Australia 4 Jan 2019VAST provides free-to-air TV to around 200,000 rural Australian households unable to receive a reliable terrestrial transmission, as well as serving some 30,000 travellers.

The extra AUD10 million will be added to more than AUD127 million in funding already committed to the service.

“Television is a vital entertainment and information service that all Australians should have access to. VAST ensures that regional Australians can receive reliable free-to-air television broadcasts so that we can all share and participate in cultural, education and social experiences,” said minister for regional services Bridget McKenzie.

“The service is also critical, is also essential, in keeping people up-to-date with the latest emergency information in times of natural disasters,” she added.

Government funding for the VAST commercial channels was due to end by 30 June 2020. However, a review by the Department of Communications and the Arts concluded satellite remains the most effective option to deliver free-to-air (FTA) TV to viewers unable to receive a terrestrial transmission.

“Satellite broadcasting provides clear advantages that other delivery technologies cannot, including Australia-wide coverage, reliable and uncongested reception, and access to a broadly metropolitan-comparable FTA TV service.
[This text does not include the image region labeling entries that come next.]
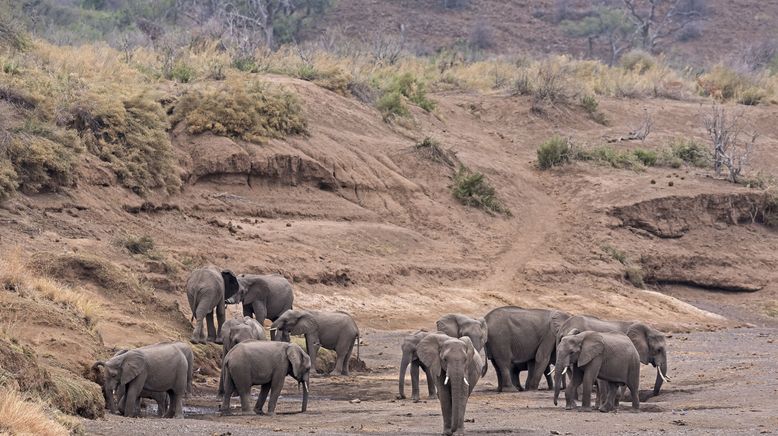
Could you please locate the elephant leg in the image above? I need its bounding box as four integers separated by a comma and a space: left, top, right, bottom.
498, 362, 516, 395
411, 362, 419, 403
267, 375, 284, 416
565, 368, 583, 410
215, 303, 225, 344
424, 368, 438, 400
254, 383, 270, 415
205, 310, 216, 342
437, 377, 452, 435
398, 351, 415, 400
581, 361, 600, 412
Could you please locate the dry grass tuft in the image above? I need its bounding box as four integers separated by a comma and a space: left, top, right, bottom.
0, 388, 70, 436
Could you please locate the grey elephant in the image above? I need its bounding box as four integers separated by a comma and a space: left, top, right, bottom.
217, 316, 265, 398
186, 266, 240, 344
227, 274, 294, 341
416, 333, 483, 435
92, 342, 193, 418
398, 330, 436, 403
435, 313, 489, 377
557, 315, 669, 396
270, 310, 359, 375
554, 331, 640, 412
484, 306, 570, 392
221, 340, 311, 415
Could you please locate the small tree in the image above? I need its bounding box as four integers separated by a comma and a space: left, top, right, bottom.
703, 104, 759, 183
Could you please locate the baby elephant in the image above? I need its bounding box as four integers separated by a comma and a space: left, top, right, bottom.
399, 330, 435, 403
554, 331, 640, 412
221, 341, 311, 415
416, 333, 483, 435
218, 316, 265, 398
270, 310, 359, 375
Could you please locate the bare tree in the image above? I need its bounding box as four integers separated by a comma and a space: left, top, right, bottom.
703, 104, 759, 183
623, 0, 704, 51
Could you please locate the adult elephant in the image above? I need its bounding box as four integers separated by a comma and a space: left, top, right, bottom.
484, 306, 570, 392
416, 333, 483, 435
270, 310, 359, 375
186, 266, 240, 344
92, 342, 192, 418
217, 316, 265, 398
227, 274, 294, 341
557, 315, 669, 396
554, 330, 640, 412
221, 341, 311, 415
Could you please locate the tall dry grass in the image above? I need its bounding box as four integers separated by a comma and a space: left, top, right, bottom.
0, 388, 70, 436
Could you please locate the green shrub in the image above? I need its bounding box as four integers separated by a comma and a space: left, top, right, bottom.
376, 92, 411, 121
387, 73, 436, 112
70, 90, 181, 195
624, 266, 646, 289
633, 149, 658, 167
170, 62, 195, 83
538, 136, 571, 170
670, 139, 711, 168
173, 80, 307, 143
120, 235, 154, 254
414, 136, 457, 168
619, 50, 656, 74
451, 164, 510, 215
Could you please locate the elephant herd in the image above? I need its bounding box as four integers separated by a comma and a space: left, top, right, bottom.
398, 306, 669, 434
92, 267, 668, 434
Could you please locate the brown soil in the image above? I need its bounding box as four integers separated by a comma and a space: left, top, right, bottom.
0, 77, 778, 434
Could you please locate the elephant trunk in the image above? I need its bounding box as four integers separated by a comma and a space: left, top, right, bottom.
654, 359, 667, 396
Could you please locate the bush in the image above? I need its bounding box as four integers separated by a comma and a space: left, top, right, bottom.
376, 92, 411, 121
70, 90, 181, 195
624, 266, 646, 289
670, 139, 711, 168
451, 164, 510, 215
633, 149, 657, 167
538, 136, 571, 170
121, 235, 154, 254
619, 50, 657, 74
173, 80, 307, 143
170, 62, 195, 83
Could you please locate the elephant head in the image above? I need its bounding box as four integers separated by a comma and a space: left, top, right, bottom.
627, 322, 670, 395
286, 344, 311, 412
222, 269, 241, 304
416, 334, 480, 434
554, 329, 605, 405
270, 309, 319, 340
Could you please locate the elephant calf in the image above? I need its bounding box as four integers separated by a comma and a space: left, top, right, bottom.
221, 341, 311, 415
92, 342, 193, 418
399, 330, 435, 403
270, 310, 359, 375
416, 333, 483, 435
218, 316, 265, 397
554, 331, 640, 412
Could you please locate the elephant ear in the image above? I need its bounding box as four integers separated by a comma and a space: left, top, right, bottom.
291, 311, 319, 335
416, 334, 443, 377
578, 333, 605, 366
120, 352, 146, 385
286, 344, 311, 380
222, 269, 240, 300
627, 322, 648, 365
435, 313, 459, 338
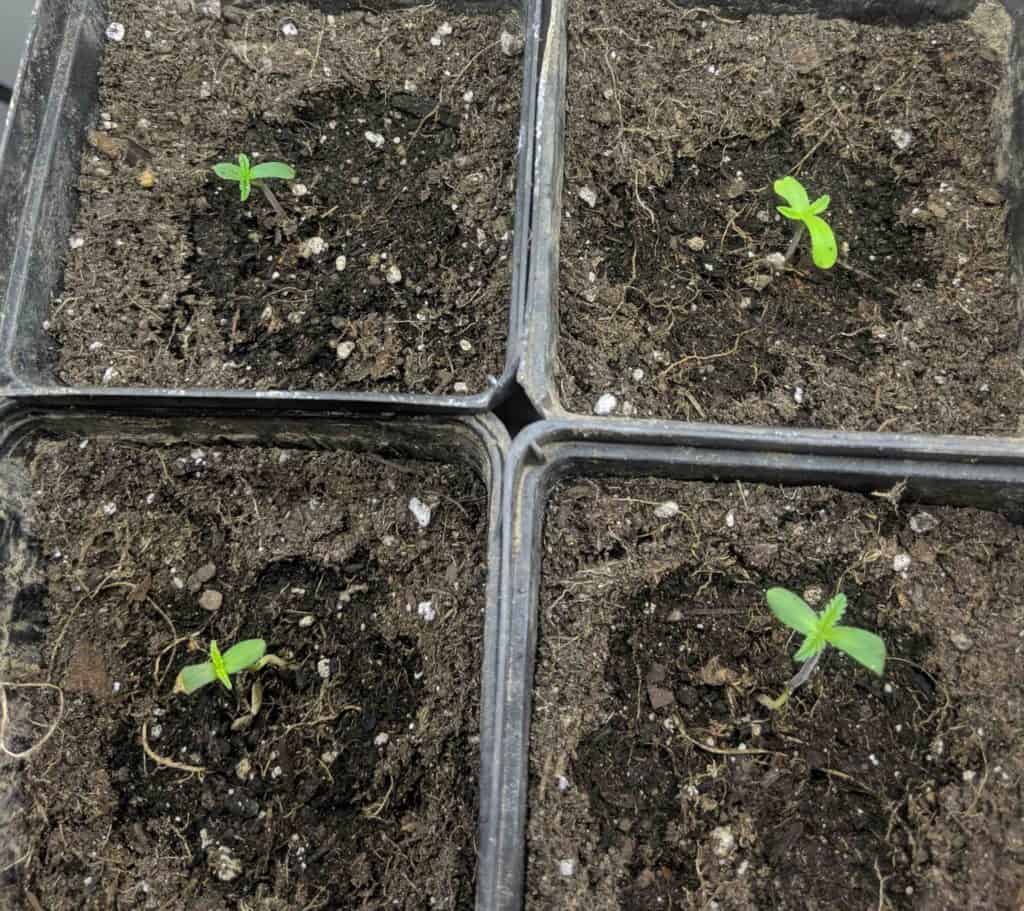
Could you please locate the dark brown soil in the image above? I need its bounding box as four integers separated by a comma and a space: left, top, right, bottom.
527, 480, 1024, 911
558, 0, 1022, 434
49, 0, 521, 393
0, 429, 486, 911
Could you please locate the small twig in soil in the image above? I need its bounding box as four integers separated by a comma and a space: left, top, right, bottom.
657, 329, 755, 380
0, 624, 63, 760
142, 722, 206, 775
362, 776, 394, 819
672, 714, 774, 756
672, 3, 742, 26
758, 651, 824, 711
874, 858, 889, 911
0, 680, 63, 760
452, 41, 501, 85
782, 222, 804, 269
145, 595, 179, 684
254, 181, 288, 221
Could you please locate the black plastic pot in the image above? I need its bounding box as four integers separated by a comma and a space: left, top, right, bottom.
0, 0, 546, 414
518, 0, 1024, 419
0, 399, 509, 907
480, 419, 1024, 911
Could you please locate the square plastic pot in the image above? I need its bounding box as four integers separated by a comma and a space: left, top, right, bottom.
518, 0, 1024, 419
481, 419, 1024, 911
0, 399, 509, 908
0, 0, 547, 414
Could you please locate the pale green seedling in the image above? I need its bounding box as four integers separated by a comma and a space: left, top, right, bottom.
760, 589, 886, 708
775, 177, 839, 269
174, 639, 278, 694
213, 155, 295, 203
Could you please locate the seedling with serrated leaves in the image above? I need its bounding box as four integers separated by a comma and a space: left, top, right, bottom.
759, 589, 886, 709
213, 154, 295, 215
775, 171, 839, 269
174, 639, 285, 694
There is overwhelming stakeholder support for continuing satellite delivery of FTA TV. Individual viewers were especially keen on this outcome, as most have no access to an alternative reliable terrestrial FTA TV service,” the final report said.

The review also found other technologies – such as the National Broadband Network, alternative satellite technologies, mobile networks and other IP-based options – would not provide the same level of service as that delivered by satellite.

A decline in advertising revenue for broadcasters and limited opportunities for commercial returns from VAST services “given the relatively small number of viewers and their wide geographic distribution” means broadcasters do require government support to continue the satellite delivered FTA TV service, said the report.

While ultimately some improvements could be made to the viewers’ experience and administrative aspects of the satellite service, including conditional access and the relevance of local content, overall VAST is described as “generally efficient.”